On it were his old-time cohorts, guys like special teams coordinator Amos Jones and Rapone, who coached with him at Temple; tight ends coach Rick Christophel, who coached with him at Mississippi State; and a handful of guys from Arians' Steelers days like Harold Goodwin and Larry Zierlein. Arians tapped into his Temple days again, hiring another former captain, Kevin Ross, as his cornerbacks coach.
Then there was a coach like James Bettcher, who Arians worked with last season before luring him to Arizona.
"I know this, (Colts linebacker) Robert Mathis is mad at me for taking him away," Arians joked.
Most of the list became a reality when Arians' first NFL staff was announced on Feb. 5.
While half the process of becoming a first-time head coach is assembling a staff, the other half is developing a coaching philosophy.
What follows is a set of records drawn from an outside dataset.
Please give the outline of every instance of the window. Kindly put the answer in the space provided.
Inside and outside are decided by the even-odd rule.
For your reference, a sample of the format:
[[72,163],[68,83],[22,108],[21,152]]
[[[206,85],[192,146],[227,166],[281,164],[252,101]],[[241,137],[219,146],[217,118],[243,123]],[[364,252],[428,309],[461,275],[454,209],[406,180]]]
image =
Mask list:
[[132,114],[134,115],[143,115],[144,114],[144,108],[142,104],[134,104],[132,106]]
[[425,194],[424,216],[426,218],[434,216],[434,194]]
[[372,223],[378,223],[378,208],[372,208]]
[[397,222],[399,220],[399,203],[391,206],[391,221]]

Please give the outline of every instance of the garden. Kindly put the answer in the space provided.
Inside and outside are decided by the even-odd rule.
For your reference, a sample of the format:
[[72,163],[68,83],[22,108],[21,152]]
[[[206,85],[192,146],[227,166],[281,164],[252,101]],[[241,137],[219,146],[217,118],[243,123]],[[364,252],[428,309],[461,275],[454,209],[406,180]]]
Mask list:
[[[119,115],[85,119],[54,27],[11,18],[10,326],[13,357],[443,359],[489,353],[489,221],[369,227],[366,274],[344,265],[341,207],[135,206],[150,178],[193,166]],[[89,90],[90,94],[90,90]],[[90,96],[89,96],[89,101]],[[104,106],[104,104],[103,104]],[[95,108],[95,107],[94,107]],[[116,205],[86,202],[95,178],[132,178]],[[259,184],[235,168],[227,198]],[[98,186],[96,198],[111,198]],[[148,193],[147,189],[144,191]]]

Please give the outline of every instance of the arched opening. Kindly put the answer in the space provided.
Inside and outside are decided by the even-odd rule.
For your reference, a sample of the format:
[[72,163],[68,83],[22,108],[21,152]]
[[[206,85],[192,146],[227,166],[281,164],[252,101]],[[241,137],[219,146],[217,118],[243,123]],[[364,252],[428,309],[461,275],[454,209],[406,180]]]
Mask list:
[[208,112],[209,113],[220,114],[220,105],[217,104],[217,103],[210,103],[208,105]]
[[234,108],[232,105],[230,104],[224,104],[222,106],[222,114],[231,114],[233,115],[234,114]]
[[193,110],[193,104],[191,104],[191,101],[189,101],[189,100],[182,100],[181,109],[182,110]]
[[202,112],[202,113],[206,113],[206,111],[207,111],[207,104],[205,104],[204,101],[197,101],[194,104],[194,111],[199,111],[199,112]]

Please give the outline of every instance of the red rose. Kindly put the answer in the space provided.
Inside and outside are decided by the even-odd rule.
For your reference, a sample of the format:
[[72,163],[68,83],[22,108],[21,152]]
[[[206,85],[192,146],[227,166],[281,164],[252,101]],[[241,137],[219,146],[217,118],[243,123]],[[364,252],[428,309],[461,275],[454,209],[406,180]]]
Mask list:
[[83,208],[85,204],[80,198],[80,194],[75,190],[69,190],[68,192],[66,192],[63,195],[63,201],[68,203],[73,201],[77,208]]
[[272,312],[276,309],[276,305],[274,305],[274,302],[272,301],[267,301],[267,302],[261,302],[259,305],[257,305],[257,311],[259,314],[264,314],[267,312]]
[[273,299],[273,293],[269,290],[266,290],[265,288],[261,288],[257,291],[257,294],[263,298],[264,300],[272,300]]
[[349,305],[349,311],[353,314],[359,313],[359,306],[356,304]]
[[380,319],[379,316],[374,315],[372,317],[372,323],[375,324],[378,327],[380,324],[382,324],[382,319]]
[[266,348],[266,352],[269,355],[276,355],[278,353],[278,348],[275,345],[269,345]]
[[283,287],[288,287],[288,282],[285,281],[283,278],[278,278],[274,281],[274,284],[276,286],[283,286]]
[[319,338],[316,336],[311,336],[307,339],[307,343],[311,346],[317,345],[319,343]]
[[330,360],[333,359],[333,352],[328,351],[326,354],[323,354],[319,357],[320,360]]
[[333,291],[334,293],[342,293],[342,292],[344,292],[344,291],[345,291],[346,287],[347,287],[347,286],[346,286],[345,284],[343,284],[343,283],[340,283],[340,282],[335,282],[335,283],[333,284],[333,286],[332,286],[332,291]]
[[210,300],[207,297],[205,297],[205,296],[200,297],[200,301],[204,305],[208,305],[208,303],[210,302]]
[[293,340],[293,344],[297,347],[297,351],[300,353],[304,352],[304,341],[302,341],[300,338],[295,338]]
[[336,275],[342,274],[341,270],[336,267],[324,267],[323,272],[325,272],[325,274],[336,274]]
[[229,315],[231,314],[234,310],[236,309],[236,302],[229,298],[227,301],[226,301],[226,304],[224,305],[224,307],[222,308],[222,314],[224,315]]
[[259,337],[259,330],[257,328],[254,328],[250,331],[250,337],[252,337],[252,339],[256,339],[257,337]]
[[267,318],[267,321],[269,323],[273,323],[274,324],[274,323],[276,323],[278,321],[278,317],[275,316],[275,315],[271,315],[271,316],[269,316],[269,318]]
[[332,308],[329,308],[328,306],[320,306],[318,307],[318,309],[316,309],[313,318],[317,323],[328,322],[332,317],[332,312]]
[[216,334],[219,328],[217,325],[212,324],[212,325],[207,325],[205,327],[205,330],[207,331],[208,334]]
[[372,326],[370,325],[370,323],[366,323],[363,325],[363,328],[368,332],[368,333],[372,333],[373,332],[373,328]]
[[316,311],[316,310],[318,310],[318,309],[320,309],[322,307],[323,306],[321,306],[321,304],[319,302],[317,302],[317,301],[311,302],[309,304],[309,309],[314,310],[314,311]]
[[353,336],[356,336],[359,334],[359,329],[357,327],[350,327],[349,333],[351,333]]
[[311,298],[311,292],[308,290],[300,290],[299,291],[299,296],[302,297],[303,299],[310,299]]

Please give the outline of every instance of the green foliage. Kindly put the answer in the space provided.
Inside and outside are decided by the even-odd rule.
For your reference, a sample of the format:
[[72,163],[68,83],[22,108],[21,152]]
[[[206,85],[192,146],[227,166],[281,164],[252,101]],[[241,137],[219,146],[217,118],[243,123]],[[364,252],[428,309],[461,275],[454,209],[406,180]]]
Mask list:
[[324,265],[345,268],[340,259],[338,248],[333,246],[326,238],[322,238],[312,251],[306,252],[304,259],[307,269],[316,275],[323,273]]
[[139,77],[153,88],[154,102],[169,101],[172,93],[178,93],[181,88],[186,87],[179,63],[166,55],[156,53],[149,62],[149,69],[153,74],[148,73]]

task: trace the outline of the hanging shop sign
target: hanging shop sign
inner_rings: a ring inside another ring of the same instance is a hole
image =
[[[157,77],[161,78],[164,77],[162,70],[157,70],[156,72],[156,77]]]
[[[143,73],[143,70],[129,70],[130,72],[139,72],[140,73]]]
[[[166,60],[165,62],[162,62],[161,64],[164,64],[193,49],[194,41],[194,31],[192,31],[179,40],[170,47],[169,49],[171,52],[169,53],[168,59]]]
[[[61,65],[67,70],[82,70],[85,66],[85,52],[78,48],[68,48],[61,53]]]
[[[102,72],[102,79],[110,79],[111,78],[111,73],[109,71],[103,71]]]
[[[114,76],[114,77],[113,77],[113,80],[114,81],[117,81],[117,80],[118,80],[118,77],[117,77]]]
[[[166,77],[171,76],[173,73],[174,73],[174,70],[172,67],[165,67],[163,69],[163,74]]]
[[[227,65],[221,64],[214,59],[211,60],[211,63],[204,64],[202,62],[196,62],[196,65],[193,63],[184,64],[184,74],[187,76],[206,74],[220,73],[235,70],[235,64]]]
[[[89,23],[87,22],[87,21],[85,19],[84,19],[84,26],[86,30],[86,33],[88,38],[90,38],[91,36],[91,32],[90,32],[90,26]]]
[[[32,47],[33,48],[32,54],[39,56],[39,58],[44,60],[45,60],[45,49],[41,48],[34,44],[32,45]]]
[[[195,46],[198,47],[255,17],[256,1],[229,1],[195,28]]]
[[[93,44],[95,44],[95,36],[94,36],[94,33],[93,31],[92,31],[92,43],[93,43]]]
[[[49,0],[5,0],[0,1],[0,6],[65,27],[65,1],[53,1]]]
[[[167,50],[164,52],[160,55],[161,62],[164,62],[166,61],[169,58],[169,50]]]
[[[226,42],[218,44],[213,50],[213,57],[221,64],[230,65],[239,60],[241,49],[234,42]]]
Like his list of potential hires, that's been in the making since 1975.
Some coaches fill up binders with notes on what they'll do when they – if they – eventually become a head coach. Arians catalogued what he liked and didn't like upstairs. It all centered around the relationship between coach and player.
"Treating people with disrespect, that a coach was more important than a player and lying to a player to try to fool him into believing something, things that I had seen," Arians said. "I knew that wasn't the way to do it."
Thus his trusty, loyalty and respect mantra was born.
"Those are things you build on," he said.
Arians' learned from some of the best, watching Sharpe and his staff at Virginia Tech that included future head coaches Charley Pell and Danny Ford. He learned from Bryant and Emory Bellard, when he was Mississippi State's head coach. He also was influenced by John Devlin and Bob Tyler.
"I think every coach gets smarter as the years go on," Bowles said. "He's always known what he's wanted. It's hard to get a head job where you can just do it your way. You always have to get pieces or keep somebody or fit your scheme into a certain thing.
"I think he's done it his way. I'm surprised it took him this long to get a head job."
While playing – and Arians' hair – styles have changed since the 1970s, his philosophies have remained constant. He has the same tenacious attacking mentality now that he did at Temple, Rapone remembered.
And, as a former player attested to, Arians still looks at football as a people game.
"I think he's kept his core values and I think he's expanding it," Bowles said. "He can read players, he can read people. He knows how to handle people and he knows what he wants."